Design/methodology/approach
A two-step procedure is employed. The first step proposes an improved DNSBM model with flexible settings of stages' input or output efficiency and uses second order cone programming (SOCP) to solve the non-linear problem. In the second step, least absolute shrinkage and selection operator (LASSO) and Tobit models are used to explore the influencing factors of the stage efficiency. Global Dynamic Malmquist Productivity Index (GDMPI) and Dagum Gini coefficient decomposition method are introduced for further discussion of the productivity change and regional differences.
Findings
On average, Chinese provincial green innovation efficiency should be improved by 24.11% to become efficient. The commercialization stage outperforms the stages of basic research and applied research.
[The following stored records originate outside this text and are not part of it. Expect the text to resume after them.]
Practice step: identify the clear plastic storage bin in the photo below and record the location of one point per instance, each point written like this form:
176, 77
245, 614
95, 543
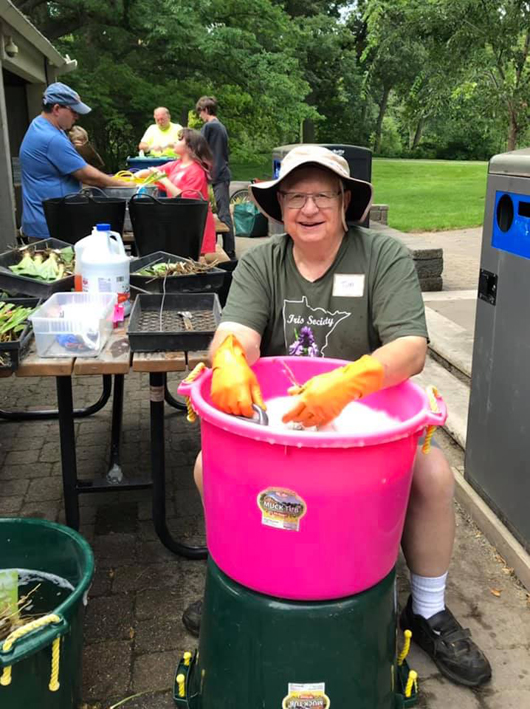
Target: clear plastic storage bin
73, 324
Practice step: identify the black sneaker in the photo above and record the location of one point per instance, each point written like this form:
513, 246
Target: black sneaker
449, 645
192, 618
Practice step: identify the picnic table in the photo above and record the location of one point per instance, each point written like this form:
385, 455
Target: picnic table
115, 361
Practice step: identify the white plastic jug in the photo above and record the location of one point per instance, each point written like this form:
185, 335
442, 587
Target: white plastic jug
102, 266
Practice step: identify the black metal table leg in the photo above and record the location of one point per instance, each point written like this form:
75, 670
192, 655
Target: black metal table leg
68, 457
158, 472
54, 413
170, 399
115, 474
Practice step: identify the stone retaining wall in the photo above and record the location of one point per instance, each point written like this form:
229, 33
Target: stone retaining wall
379, 213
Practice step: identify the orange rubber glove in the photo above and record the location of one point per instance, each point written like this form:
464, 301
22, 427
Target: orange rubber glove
234, 385
322, 398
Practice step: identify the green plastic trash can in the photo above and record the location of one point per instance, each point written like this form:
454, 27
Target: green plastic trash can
42, 668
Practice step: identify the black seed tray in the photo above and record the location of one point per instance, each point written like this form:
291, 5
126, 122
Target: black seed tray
12, 353
149, 332
22, 285
209, 282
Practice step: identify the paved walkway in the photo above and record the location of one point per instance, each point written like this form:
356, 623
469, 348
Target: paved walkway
133, 632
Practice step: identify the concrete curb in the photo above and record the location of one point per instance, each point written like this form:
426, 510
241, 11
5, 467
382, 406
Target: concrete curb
493, 529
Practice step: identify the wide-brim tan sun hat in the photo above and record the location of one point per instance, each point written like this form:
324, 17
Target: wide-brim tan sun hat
265, 194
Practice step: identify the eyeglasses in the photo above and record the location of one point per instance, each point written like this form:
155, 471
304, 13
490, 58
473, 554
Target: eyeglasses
296, 200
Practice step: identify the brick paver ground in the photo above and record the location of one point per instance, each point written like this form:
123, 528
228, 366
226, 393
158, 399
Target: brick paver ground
133, 632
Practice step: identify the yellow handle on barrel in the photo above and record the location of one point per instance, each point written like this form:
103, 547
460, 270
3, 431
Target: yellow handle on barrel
432, 395
5, 679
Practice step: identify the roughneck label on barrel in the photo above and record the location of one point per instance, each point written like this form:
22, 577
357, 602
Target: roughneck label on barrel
306, 696
281, 508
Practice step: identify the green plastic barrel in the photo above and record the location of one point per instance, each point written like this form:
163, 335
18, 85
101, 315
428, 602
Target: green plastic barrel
52, 549
260, 651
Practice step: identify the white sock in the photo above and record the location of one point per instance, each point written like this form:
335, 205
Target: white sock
428, 594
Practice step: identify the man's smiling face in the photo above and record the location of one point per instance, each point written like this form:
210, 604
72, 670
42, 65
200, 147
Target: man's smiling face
311, 223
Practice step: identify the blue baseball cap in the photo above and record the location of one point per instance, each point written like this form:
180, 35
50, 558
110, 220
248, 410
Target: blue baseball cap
65, 96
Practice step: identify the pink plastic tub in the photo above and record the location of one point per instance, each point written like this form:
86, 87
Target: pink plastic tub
301, 515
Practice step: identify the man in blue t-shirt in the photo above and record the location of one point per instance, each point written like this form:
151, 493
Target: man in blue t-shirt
50, 165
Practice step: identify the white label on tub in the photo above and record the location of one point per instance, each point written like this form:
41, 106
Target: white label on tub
281, 508
348, 285
306, 696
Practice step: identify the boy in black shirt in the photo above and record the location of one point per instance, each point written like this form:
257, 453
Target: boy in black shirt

Comparisons between the proposed model and input-oriented, output-oriented and non-oriented DNSBM models show that the proposed model is more advanced because it allows some stages to have output-oriented model characteristics while the other stages have input-oriented model characteristics. The examination of the influencing factors reveals that the three stages of the green innovation system have quite diverse influencing factors. Further discussion reveals that Chinese green innovation productivity has increased by 39.85%, which is driven mainly by technology progress, and the increasing tendency of regional differences between northern and southern China should be paid attention to.
Originality/value
This study proposes an improved dynamic three-stage slacks-based measure (SBM) model that allows calculating output efficiency in some stages and input efficiency in the other stages with the application of SOCP approach. In order to capture productivity change, this study develops a GDMPI based on the DNSBM model. In practice, the efficiency of regional green innovation in China and the factors that influence each stage are examined.